BACKGROUND: SIN3 is a transcriptional repressor protein known to regulate many genes, including a number of those that encode mitochondrial components. RESULTS: By monitoring RNA levels, we find that loss of SIN3 in Drosophila cultured cells results in up-regulation of not only nuclear encoded mitochondrial genes, but also those encoded by the mitochondrial genome. The up-regulation of gene expression is accompanied by a perturbation in ATP levels in SIN3-deficient cells, suggesting that the changes in mitochondrial gene expression result in altered mitochondrial activity. In support of the hypothesis that SIN3 is necessary for normal mitochondrial function, yeast sin3 null mutants exhibit very poor growth on non-fermentable carbon sources and show lower levels of ATP and reduced respiration rates.
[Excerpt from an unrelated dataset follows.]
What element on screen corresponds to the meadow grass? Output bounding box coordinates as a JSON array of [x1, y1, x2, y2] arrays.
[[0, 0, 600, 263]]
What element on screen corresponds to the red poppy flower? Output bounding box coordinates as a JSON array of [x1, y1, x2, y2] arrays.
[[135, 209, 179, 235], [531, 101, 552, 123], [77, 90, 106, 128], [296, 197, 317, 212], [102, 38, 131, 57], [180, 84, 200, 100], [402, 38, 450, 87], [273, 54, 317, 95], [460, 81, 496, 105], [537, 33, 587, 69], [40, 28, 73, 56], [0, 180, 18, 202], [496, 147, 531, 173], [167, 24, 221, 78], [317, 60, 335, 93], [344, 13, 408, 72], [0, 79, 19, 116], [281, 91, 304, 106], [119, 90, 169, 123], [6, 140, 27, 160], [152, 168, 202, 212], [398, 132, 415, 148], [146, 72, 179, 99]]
CONCLUSIONS: The findings that both yeast and Drosophila SIN3 affect mitochondrial activity suggest an evolutionarily conserved role for SIN3 in the control of cellular energy production.
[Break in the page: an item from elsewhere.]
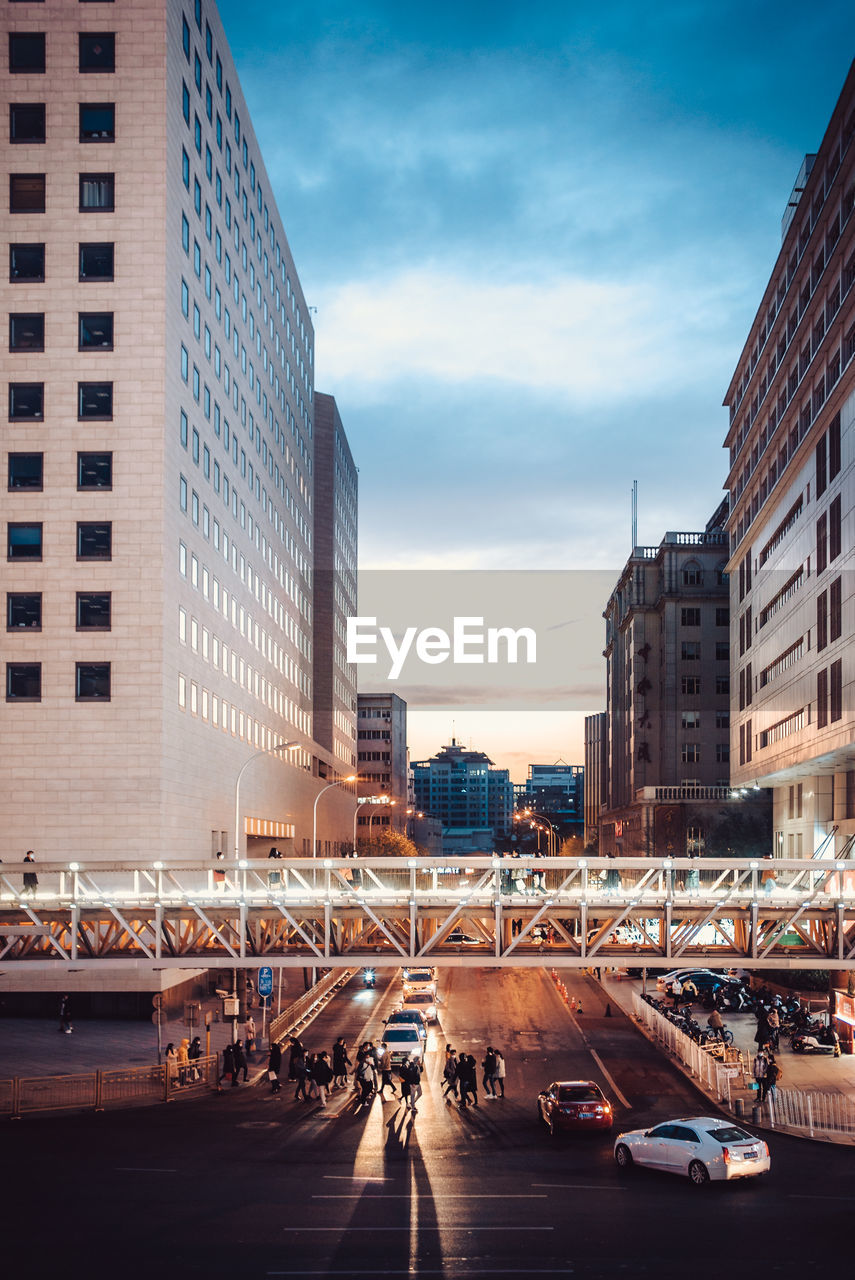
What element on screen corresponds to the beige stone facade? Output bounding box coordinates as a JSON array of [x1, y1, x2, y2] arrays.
[[0, 0, 353, 860]]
Drosophila SIN3 isoforms interact with distinct proteins and have unique biological functions.

The SIN3 corepressor serves as a scaffold for the assembly of histone deacetylase (HDAC) complexes. SIN3 and its associated HDAC have been shown to have critical roles in both development and the regulation of cell cycle progression. Although multiple SIN3 isoforms have been reported in simple to complex eukaryotic organisms, the mechanisms by which such isoforms regulate specific biological processes are still largely uncharacterized. To gain insight into how SIN3 isoform-specific function contributes to the growth and development of a metazoan organism, we have affinity-purified two SIN3 isoform-specific complexes, SIN3 187 and 220, from Drosophila S2 cells and embryos. We have identified a number of proteins common to the complexes, including the HDAC RPD3, as well as orthologs of several proteins known to have roles in regulating cell proliferation in other organisms. We additionally identified factors, including the histone demethylase little imaginal discs and histone-interacting protein p55, that exhibited a preferential interaction with the largest SIN3 isoform. Our experiments indicate that the isoforms are associated with distinct HDAC activity and are recruited to unique and shared sites along polytene chromosome arms. Furthermore, although expression of SIN3 220 can substitute for genetic loss of other isoforms, expression of SIN3 187 does not support Drosophila viability. Together our findings suggest that SIN3 isoforms serve distinct roles in transcriptional regulation by partnering with different histone-modifying enzymes.